Recours A.X.________ c/ décision de la Commune de Bière du 29 juillet 2008 (refus de payer une taxe de vidange et d'épuration)

 

Vu les faits suivants

A.                                A.X.________ (ci-après : le contribuable, ou le recourant) habite, avec son épouse B.X.________, propriétaire, une maison sise au lieu-dit « ********», sur le territoire de la commune de Bière. Cette demeure ne bénéficie pas d’un raccordement, s’agissant des eaux usées, à une station d’épuration. Dès lors, par autorisation n° 1******** du 17 mars 2006, le Département de la sécurité et de l’environnement a autorisé les propriétaires à « déverser, dans l’Aubonne, les eaux usées de leur bâtiment sis, au lieu-dit « ********», Commune de Bière, ceci après traitement par une installation d’épuration mécano-biologique ».

                   A son article 10, cette décision prévoit que le « bénéficiaire est tenu d’entretenir en parfait état de fonctionnement l’installation d’épuration et de la faire vidanger régulièrement, à ses frais, autant de fois que l’installation l’exige, mais au moins une fois par an, par une entreprise spécialisée autorisée par le Département de la sécurité et de l’environnement ».

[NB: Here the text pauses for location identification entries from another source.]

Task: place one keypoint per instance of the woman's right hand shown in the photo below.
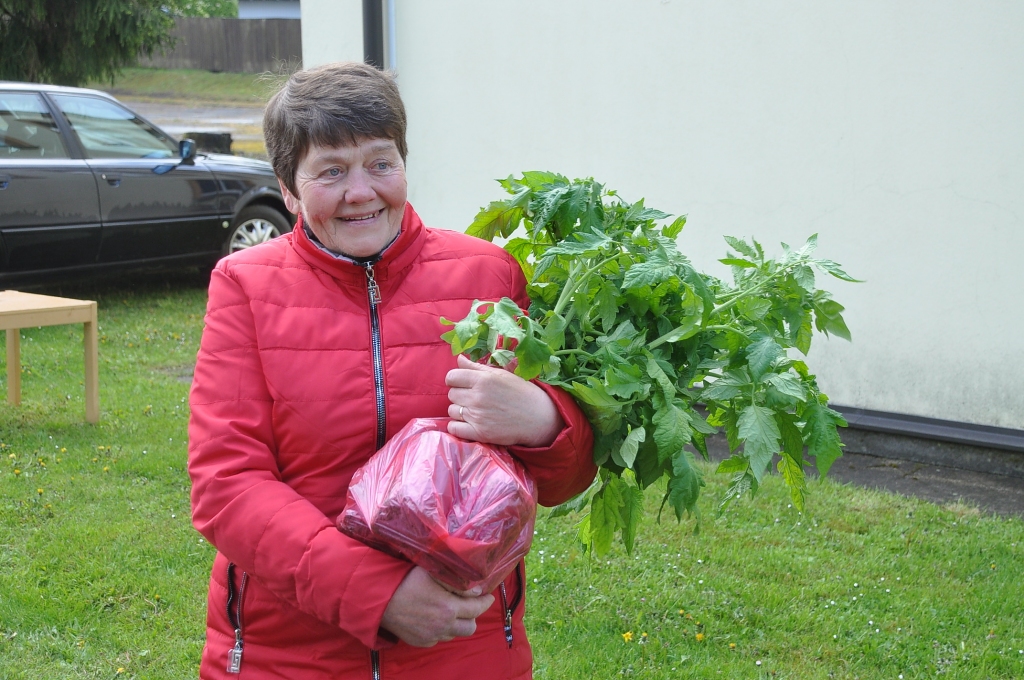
(422, 612)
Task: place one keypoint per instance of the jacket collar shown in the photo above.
(392, 260)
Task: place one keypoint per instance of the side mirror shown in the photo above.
(186, 149)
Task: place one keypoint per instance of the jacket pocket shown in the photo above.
(233, 606)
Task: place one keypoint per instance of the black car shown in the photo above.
(85, 183)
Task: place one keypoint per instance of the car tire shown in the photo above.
(254, 225)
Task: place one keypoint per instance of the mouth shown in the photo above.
(363, 218)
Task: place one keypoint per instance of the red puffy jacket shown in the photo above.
(300, 378)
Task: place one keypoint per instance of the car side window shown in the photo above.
(109, 130)
(28, 129)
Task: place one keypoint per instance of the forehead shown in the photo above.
(361, 150)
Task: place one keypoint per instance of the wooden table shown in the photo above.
(19, 310)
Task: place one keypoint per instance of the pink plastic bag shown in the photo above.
(462, 510)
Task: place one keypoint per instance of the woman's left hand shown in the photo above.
(494, 406)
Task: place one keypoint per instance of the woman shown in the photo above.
(321, 345)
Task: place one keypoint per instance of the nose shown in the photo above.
(359, 188)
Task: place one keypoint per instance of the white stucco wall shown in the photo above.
(892, 129)
(332, 31)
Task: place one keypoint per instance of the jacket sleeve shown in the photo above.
(566, 466)
(240, 502)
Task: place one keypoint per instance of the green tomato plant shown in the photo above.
(657, 354)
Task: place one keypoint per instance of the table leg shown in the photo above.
(91, 370)
(14, 366)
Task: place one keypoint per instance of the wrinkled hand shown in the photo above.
(494, 406)
(422, 612)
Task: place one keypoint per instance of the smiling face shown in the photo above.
(351, 197)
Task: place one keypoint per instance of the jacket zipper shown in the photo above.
(235, 618)
(509, 610)
(374, 294)
(375, 664)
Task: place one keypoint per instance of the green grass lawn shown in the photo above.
(189, 86)
(101, 575)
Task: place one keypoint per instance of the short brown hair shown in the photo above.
(331, 105)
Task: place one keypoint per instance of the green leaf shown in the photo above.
(836, 270)
(602, 410)
(741, 482)
(733, 464)
(662, 380)
(676, 227)
(821, 436)
(606, 304)
(735, 262)
(804, 334)
(498, 219)
(793, 438)
(632, 512)
(726, 387)
(805, 277)
(741, 247)
(795, 479)
(577, 503)
(787, 383)
(685, 484)
(672, 430)
(604, 515)
(761, 353)
(535, 356)
(761, 437)
(628, 452)
(504, 319)
(651, 272)
(754, 308)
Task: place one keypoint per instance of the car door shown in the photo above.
(49, 207)
(153, 203)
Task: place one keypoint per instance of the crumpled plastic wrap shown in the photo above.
(462, 510)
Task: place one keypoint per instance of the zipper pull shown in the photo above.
(372, 287)
(235, 655)
(508, 618)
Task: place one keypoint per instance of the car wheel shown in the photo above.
(254, 225)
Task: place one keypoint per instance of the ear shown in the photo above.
(291, 202)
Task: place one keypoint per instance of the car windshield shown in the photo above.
(27, 129)
(109, 130)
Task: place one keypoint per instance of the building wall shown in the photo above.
(332, 31)
(893, 130)
(269, 9)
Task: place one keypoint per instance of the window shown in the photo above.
(109, 130)
(27, 129)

B.                               Le 30 janvier 2007, la Municipalité de la Commune de Bière (ci-après : la municipalité) a informé les propriétaires qu’elle avait octroyé une concession communale pour la vidange et l’entretien des installations particulières d’assainissement des eaux usées à l’entreprise Tinguely Service de Voirie SA (ci-après : Tinguely SA). Elle a précisé que, dorénavant, seule cette dernière était autorisée à effectuer les travaux de vidange et d’entretien, qui seraient facturés directement aux propriétaires par l’entreprise concernée. En revanche, les frais d’élimination des eaux usées livrées à la station d’épuration (STEP) de Bière seront facturés par la commune.

                   Le 20 février 2008, la municipalité a adressé au contribuable une facture  relative aux frais d’élimination des eaux usée de la STEP de Bière, d’un montant de 538 francs. Au pied de cette facture figurait la mention « Droit de recours : 30 jours selon art. 44 – 47a LIC ».

                   Le 3 mars 2008, les époux X.________ ont déclaré faire opposition à cette dernière facture, relevant en substance que le fait de confier les travaux de vidange à Tinguely SA avait déjà conduit à une augmentation de plus de 200 fr. (836 fr. 60 contre 624 fr. 10) de leurs frais.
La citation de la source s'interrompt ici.